Second Life Landlords: Measuring the Energy Use of Virtual Real Estate
You manage parcels in Second Life and want a clear picture of what your land actually costs the grid in power. Start here with the numbers that matter most.
Get your baseline numbers first
Open the About Land window on each parcel you own. Note these three values every week for a month so you see the normal range.
- Script time in milliseconds
- Prim count versus parcel allowance
- Avatar count at peak hours
Write the numbers in a simple spreadsheet. One column per week keeps the pattern visible without extra tools.
Track the main energy drivers
Script execution and physics calculations pull the most server power. Focus on these three areas that Second Life landlords see most often.

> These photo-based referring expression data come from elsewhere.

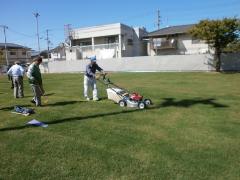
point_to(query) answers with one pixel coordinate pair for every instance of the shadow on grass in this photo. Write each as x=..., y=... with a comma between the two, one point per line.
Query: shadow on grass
x=12, y=107
x=190, y=102
x=168, y=102
x=49, y=94
x=64, y=103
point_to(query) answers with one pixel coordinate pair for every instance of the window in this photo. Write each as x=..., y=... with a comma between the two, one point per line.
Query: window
x=12, y=53
x=196, y=41
x=130, y=42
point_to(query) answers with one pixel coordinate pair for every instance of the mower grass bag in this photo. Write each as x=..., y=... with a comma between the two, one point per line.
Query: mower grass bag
x=23, y=110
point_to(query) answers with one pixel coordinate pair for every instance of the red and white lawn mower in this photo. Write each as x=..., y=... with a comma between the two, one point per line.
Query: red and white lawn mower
x=122, y=96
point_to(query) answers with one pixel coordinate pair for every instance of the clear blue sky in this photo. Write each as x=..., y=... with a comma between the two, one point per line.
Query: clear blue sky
x=18, y=15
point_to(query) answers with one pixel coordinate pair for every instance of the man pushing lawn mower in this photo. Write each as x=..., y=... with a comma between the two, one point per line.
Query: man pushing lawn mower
x=90, y=78
x=122, y=96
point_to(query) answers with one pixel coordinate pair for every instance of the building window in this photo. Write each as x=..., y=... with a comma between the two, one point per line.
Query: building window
x=12, y=53
x=196, y=41
x=130, y=42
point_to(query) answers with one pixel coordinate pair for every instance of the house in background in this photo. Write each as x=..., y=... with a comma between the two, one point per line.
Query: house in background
x=58, y=52
x=107, y=41
x=175, y=40
x=15, y=52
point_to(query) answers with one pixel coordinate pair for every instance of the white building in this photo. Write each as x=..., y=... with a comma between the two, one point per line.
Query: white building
x=107, y=41
x=15, y=52
x=175, y=40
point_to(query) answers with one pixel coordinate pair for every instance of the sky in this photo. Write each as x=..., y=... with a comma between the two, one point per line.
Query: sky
x=54, y=14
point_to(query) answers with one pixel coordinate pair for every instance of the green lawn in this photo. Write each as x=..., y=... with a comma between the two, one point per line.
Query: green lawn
x=191, y=132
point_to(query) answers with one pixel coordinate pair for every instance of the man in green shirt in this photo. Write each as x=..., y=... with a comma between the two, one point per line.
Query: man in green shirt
x=35, y=81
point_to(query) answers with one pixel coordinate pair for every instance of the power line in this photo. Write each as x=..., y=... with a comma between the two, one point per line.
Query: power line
x=5, y=39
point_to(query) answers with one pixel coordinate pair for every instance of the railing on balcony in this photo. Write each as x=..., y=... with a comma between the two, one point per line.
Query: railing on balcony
x=164, y=44
x=98, y=47
x=100, y=50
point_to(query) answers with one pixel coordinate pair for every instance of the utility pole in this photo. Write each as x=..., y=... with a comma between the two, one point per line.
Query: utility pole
x=5, y=39
x=158, y=19
x=48, y=42
x=36, y=16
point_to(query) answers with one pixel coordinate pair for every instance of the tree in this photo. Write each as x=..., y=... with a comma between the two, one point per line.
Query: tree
x=218, y=34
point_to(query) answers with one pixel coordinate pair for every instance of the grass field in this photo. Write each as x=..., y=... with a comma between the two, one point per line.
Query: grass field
x=191, y=132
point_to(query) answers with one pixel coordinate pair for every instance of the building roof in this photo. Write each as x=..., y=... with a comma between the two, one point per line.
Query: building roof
x=12, y=45
x=182, y=29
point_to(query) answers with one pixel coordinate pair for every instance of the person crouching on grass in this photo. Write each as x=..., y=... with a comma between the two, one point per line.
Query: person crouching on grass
x=35, y=81
x=90, y=78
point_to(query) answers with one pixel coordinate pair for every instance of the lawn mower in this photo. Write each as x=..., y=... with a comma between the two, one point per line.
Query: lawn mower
x=122, y=96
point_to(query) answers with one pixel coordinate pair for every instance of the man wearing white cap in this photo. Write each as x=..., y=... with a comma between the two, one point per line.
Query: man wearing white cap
x=90, y=78
x=17, y=72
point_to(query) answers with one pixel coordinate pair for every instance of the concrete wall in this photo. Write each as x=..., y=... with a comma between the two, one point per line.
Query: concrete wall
x=200, y=62
x=185, y=45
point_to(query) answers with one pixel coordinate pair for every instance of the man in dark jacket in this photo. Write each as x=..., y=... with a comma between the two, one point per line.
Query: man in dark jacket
x=90, y=78
x=35, y=81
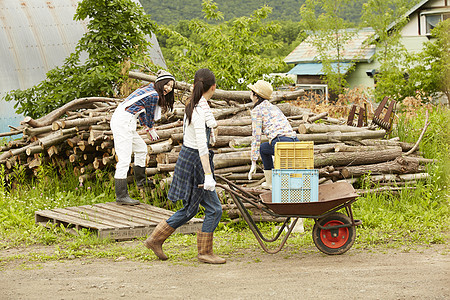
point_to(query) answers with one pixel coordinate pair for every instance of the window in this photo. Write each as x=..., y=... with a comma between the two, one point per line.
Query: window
x=431, y=20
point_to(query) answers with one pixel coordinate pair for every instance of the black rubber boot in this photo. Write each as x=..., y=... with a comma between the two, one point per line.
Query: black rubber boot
x=141, y=178
x=122, y=196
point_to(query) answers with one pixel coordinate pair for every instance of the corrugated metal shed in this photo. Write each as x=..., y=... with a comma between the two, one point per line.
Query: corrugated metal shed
x=35, y=37
x=355, y=50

- Particle emitters left running on vendor boards
- Animated textures on floor or wall rentals
- Visitor counters that ping every avatar within 20 meters
| Item | Typical script time | Action if high |
|---|---|---|
| Rotating vendor sign | 8-12 ms | Switch to static texture |
| Live music stream object | 25-40 ms | Limit to event hours only |
| Security orb with radar | 15-30 ms | Lower scan rate to 30 seconds |
Example: 512 sqm rental unit
One landlord tracked a furnished skybox for four weeks. Baseline script time sat at 45 ms with two tenants. After replacing three spinning signs and one radar orb, script time dropped to 18 ms. The parcel used noticeably less server load during busy evenings while rent stayed the same.
Run the same check on your own parcels. Adjust one item at a time and record the new script time the following day.